RSA (Rivest Shamir Adleman)

Last modified: 2024-03-08


RSA is a public-key cryptosystem that is widely used for secure data transmission.

RSA Algorithm in Python


from Crypto.Util.number import getPrime, long_to_bytes
from math import gcd # for greatest common divisor

class RSA:
	def __init__(self):
		# p, q (large prime numbers)
		self.p = getPrime(512)
		self.q = getPrime(512)

		# calculate n (n is used for both the public key (n, e) and the private key (n, d))
		self.n = self.p * self.q

		# calculate t (totient, or called as 'phi')
		self.t = (self.p - 1) * (self.q - 1)

		# calculate e (e is one of the puclic key (n, e))
		for i in range(2, self.t):
			if gcd(i, self.t) == 1:
            self.e = i

		# calculate d (d is one of the private key(e, d))
		self.d = pow(self.e, -1, self.t)

	def encrypt(self, plaintext: str):
		# ciphertext = plaintext ** e % n
		ct = pow(int(plaintext.encode().hex(), 16), self.e, self.n)
		return long_to_bytes(ct)

	def decrypt(self, ciphertext: str):
		# plaintext = ciphertext ** d % n
		pt = pow(int(ciphertext.hex()), self.d, self.n)
		return long_to_bytes(pt)

	def sign(self, plaintext: str):
		h =
		# signed_plaintext = hash(plaintext) ** d % n
		signed_pt = pow(bytes_to_long(h.digest()), self.d, self.n)
		return signed_pt

msg = "Hello"

rsa = RSA()
enc_msg = rsa.encrypt(msg)
dec_msg = rsa.decrypt(enc_msg)

Basic Rules


p and q should be prime numbers.

n = p * q

Totient (Phi)

t = (p - 1) * (q - 1)

e (Exponentiation)

65536 is often used for the value of exponentiation (e).

e = 65537

Decryption Key

d = e ** -1 % t


# Encrypt
ciphertext = plaintext ** e % n

# Decrypt
plaintext = ciphertext ** d % n

Interesting Rules

Factoring n into two prime numbers (p, q)

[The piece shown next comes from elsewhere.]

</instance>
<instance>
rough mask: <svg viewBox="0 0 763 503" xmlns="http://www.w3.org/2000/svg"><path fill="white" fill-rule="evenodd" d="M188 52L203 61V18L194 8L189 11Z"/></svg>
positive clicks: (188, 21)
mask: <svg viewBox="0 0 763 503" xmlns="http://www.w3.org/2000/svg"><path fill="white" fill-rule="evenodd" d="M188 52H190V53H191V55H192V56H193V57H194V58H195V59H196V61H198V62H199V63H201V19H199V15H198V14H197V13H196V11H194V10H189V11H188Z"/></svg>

We can calculate prime numbers (p and q) by factoring n (n = p * q).
To do that, we can use online tools such as factordb, or create a Python script as below.

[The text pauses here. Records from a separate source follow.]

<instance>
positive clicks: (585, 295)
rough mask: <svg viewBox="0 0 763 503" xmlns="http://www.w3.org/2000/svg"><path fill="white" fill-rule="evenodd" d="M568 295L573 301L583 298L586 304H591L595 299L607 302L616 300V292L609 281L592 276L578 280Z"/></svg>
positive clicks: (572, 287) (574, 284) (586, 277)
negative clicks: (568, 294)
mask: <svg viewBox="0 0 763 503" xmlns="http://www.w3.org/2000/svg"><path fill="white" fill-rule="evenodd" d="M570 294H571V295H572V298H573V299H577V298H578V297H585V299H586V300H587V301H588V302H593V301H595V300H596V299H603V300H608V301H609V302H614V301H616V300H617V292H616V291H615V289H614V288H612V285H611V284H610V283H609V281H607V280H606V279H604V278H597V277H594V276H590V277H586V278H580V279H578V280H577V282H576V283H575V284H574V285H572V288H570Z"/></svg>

from sympy import factorint

n = 510143758735509025530880200653196460532653147

factors = factorint(n)
print(f"factors: {factors}")
# factors: {25889363174021185185929: 1, 19704762736204164635843: 1}

Phi is n - 1 if n is prime

If n is prime, totient (phi) will be n - 1.

t = n - 1

Calculate Totient from Many Factors

If there are many factors of n, we can multiply each (factor - 1) to calculate totient.

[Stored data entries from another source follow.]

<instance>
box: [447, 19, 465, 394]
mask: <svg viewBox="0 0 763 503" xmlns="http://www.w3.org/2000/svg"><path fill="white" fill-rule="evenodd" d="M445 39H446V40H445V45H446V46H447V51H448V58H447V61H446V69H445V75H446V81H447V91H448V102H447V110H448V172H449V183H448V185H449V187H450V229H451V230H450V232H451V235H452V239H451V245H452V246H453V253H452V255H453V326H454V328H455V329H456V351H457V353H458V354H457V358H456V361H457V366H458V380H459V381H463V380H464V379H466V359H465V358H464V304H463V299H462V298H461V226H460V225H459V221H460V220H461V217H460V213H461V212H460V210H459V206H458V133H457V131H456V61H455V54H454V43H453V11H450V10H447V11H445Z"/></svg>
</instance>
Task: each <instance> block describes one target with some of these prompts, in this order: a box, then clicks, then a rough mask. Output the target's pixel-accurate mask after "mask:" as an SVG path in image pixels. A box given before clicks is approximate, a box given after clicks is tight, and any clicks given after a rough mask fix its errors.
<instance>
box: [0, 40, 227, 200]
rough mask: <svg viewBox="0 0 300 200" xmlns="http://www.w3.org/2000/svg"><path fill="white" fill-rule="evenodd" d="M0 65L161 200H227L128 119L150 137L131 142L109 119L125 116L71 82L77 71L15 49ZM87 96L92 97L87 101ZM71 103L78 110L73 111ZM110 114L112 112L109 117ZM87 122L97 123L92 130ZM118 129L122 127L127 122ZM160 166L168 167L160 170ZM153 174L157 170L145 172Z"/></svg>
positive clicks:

factors = [factor1, factor2, factor3, factor4]

t = 1
for factor in factors:
    t *= (factor-1)

print(f"totient: {t}")

Using CLI


openssl pkeyutl -decrypt -in ciphertext -inkey private-key.pem


openssl pkeyutl -encrypt -in plain.txt -inkey public-key.pem -pubin

Generate a Keypair

To generate a private key,

# genrsa: Generate an RSA private key
openssl genrsa -out private-key.pem 2048

To generate a public key,

openssl rsa -in private-key.pem -pubout -out public-key.pem

Get the Prime Number

openssl rsa -in private-key.pem -text -noout

Diffie-Hellman Exchange

openssl dhparam -out dhparams.pem 2048